Well that was mild compared to the twist this one took. I can see some people being put out by what it does with religion because it really steps it up from ‘drank the blood of Christ and have his abilities.’ In this volume Irel and Lamia have gone their separate ways. Clarion, another undead girl, and the werewolf sent to kill Irel have joined up with him. In the meantime, Irel’s lady friend has been captured by Crossline who seem to know what’s going on with those vials of blood.
The ladies and Detective Chris escape, Chris still convinced this is all a con job both Irel and Ian, another young man also with Christ-like abilities. The escape is very long and not that exciting. I don’t mind fight scenes in general. I do mind them when half the book is made up of no dialogue and just fight and there is a very disturbing thing Chris does with complete lack of regard for innocent lives.
The story then picks up with Lamia who is meeting with the person who makes her sword and there’s hints he is either Judas or another Frankensteinish monster. And this is where the storyline gets very subversive. Lamia’s scenes are interwoven with Ian’s who made actually be Christ. He’s also a megalomaniac psychopath. There is a Peter as well who doesn’t like Ian very much and the whole idea of God and Christ (and especially of them being one and the same) was Ian’s idea to grab for power. Also we learn what Lamia really is and it isn’t what she’s thought for centuries.
It ends with Irel and more priests in a massive fights scene as Ian’s forces try to eliminate Irel (whom Lamia’s sword smith thinks is an actual threat to Ian). It ends mid-battle with one of the group taking unexpected damage.
I was disappointed with this one (and I already have #6 having bought it by mistake before I got #5). Almost to the point of saying it might be time to part ways but since I have #6 I’ll give it another chance. The fight scenes bored me.
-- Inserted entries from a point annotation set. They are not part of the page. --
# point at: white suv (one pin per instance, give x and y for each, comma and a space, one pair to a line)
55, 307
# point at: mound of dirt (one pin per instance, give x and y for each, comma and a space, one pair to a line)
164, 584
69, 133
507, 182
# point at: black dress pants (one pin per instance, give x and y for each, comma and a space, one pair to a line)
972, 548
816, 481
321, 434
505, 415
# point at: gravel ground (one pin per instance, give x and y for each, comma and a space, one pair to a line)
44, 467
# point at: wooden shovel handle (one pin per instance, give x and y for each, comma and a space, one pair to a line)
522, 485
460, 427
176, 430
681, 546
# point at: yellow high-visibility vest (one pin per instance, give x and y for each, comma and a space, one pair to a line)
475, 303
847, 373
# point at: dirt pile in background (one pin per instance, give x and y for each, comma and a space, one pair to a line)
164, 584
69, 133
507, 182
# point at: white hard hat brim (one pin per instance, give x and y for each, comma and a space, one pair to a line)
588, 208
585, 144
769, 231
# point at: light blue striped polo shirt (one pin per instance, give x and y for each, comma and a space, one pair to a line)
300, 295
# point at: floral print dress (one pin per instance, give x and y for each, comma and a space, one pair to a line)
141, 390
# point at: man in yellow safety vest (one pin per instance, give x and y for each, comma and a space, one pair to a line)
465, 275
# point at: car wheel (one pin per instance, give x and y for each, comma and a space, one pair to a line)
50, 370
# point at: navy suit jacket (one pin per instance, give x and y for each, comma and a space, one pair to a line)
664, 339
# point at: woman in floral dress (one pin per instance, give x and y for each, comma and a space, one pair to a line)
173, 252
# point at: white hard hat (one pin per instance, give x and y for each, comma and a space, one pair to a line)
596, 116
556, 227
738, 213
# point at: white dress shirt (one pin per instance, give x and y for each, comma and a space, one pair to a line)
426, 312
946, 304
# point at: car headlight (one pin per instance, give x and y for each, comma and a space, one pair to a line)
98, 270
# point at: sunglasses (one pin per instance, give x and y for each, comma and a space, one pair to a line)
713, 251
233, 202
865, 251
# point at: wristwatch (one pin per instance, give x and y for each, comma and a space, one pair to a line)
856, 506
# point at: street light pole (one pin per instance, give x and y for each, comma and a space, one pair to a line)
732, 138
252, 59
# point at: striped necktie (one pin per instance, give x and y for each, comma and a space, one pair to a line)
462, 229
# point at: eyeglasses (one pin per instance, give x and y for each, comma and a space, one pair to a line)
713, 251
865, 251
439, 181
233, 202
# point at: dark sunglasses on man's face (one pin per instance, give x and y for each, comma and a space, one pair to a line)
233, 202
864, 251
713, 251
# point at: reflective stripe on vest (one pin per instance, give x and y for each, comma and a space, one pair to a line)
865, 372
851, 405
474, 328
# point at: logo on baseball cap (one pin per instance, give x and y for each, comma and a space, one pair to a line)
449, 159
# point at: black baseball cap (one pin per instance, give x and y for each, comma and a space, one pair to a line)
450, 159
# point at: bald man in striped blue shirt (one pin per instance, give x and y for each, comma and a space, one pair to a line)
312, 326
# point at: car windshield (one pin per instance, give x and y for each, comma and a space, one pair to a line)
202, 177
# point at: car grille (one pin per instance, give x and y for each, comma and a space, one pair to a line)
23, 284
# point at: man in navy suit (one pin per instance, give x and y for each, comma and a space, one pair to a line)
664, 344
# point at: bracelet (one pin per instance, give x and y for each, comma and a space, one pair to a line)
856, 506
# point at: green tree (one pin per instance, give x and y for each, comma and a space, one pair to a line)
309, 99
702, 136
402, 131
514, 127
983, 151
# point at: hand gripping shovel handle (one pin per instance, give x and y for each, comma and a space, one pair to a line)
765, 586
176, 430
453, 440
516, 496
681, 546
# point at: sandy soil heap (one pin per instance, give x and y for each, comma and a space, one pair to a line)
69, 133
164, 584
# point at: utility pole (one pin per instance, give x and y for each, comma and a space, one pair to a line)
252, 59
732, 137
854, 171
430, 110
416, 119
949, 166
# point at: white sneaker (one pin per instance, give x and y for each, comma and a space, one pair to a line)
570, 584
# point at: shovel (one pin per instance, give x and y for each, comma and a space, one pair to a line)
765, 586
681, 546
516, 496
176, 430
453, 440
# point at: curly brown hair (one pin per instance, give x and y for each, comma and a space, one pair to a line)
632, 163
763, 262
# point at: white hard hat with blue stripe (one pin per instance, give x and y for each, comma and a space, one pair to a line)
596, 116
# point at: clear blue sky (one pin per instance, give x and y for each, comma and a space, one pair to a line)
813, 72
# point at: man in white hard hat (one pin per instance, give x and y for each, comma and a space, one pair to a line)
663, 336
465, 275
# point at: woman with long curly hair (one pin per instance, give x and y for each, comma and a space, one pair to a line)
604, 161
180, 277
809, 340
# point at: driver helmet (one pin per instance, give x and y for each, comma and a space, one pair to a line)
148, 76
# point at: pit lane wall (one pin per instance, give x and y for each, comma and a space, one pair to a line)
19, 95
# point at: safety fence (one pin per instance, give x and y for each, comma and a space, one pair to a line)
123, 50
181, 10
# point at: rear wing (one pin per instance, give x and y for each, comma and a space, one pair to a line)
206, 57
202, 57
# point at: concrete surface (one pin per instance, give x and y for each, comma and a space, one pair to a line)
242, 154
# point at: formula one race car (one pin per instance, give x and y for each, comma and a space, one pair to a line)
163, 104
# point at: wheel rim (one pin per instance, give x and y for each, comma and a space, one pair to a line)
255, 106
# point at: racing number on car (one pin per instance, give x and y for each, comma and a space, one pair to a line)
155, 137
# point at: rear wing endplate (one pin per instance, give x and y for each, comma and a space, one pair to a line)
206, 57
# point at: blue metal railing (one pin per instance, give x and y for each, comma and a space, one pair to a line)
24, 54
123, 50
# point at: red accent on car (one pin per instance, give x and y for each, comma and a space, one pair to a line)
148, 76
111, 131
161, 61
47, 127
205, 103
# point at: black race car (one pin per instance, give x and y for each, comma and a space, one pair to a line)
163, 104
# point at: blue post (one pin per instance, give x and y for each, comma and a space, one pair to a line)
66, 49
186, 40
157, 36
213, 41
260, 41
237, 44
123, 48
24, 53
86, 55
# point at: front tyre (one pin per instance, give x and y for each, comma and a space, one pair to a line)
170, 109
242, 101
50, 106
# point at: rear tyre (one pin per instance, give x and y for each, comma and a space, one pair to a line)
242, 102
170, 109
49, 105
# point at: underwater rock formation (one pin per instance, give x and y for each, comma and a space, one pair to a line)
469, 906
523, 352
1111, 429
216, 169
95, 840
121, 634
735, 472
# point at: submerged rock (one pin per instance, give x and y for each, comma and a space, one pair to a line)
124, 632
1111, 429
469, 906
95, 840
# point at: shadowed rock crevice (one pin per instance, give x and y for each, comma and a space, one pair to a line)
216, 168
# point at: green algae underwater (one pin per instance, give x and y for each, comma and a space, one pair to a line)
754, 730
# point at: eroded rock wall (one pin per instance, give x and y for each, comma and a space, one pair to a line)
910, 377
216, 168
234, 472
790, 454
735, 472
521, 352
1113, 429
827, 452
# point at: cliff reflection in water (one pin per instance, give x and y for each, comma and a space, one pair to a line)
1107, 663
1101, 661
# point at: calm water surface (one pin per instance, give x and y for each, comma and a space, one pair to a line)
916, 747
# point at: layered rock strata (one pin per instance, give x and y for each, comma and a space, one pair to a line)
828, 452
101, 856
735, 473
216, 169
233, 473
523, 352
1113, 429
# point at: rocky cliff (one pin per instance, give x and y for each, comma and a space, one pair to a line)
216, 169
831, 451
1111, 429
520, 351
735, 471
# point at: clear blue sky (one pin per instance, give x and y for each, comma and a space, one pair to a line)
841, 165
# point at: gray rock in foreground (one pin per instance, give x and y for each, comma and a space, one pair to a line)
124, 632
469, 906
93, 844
The storyline is getting very muddy which isn’t a help. Detective Chris is almost as bad as the enemy so it’s hard to root for him. If it wasn’t for Irel I’d probably say goodbye to this.
It’s not even the subverted religious elements that bother me, per se. It’s how they were handled. Ian? Really? If you were going to make this character be immortal and suggest he was Christ, why not a Hebrew name? Make it at least a little believable. The art is good except for the weird huge and fat turtle necks everyone is wearing. I sure hope the next volume is better.